Another challenge that you’ll see talked about in our other bootstrapping piece is how to get contributors. It’s a porous space - we get a lot of passionate people who love the vision. But also, augmenting that with a job posting is really helpful. It creates a really clear front door that people can knock on. People are intimidated to get started - they kinda need “permission” to get started even though it's a permissionless world.

OK, so now we have some semblance of governance, some scaffolding and key contributors. How did you actually go about building a community?

We really looked to GJ (sunslinger) who built the Flipside community for help there.

There’s a lot of aspects to community building - you need to create the rooms but also give them a pulse.

Another thing I try to do a lot is embed myself in the community to anchor the rooms and contribute to that pulse. 

It’s like introducing friends and giving them something to talk about at a party. What about the governance side? How did that develop?

Exactly. 

For the governance side, it was just a ton of research. Looking at other places, Flipside’s resources, etc. We also looked at Rabbithole research for different types of governance. Through that, we developed a Phase 1, with some ideas about Phase 2. 

We’re definitely still playing around and trying out new things! Lots of folks are excited that they have a sandbox now to try out novel approaches to governance that’s different from simply “1 token 1 vote”. 

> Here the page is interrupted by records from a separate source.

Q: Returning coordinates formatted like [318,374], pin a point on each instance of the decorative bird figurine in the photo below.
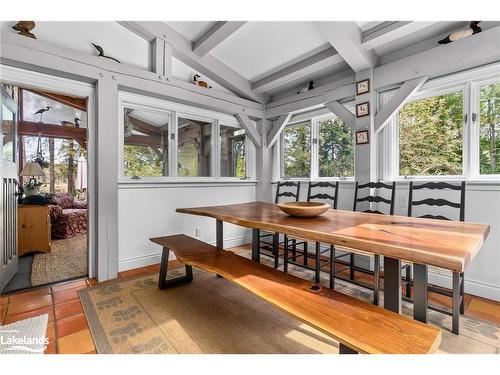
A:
[71,124]
[24,28]
[200,83]
[460,34]
[101,53]
[310,86]
[41,111]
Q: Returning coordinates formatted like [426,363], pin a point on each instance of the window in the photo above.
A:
[145,138]
[449,129]
[431,136]
[8,133]
[233,152]
[489,137]
[194,148]
[67,163]
[335,148]
[165,141]
[297,150]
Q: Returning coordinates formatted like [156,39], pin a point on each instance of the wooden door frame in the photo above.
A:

It seems like DAOs have really exploded recently in the past year. What are your thoughts on DAOs historically and what do you think of the future?

Well, if you wanted to create a DAO, there really isn’t much of a guide book, especially when compared to resources for more traditional startups such as YCombinator, TechCrunch, etc. There’s been a lot of amazing experiments over the past 5 years, with an uptick in the past year with coordination structures. 

I see the future for DAOs as focusing on one specific area and being grounded in a shared vision. To get back to that balance of precision vs emergent, we want to focus on X but not discourage Y. If Y is something that powerful then maybe it should be its own entity!

Thanks a lot Danner! Excited for some Cavs-Knicks battles next year.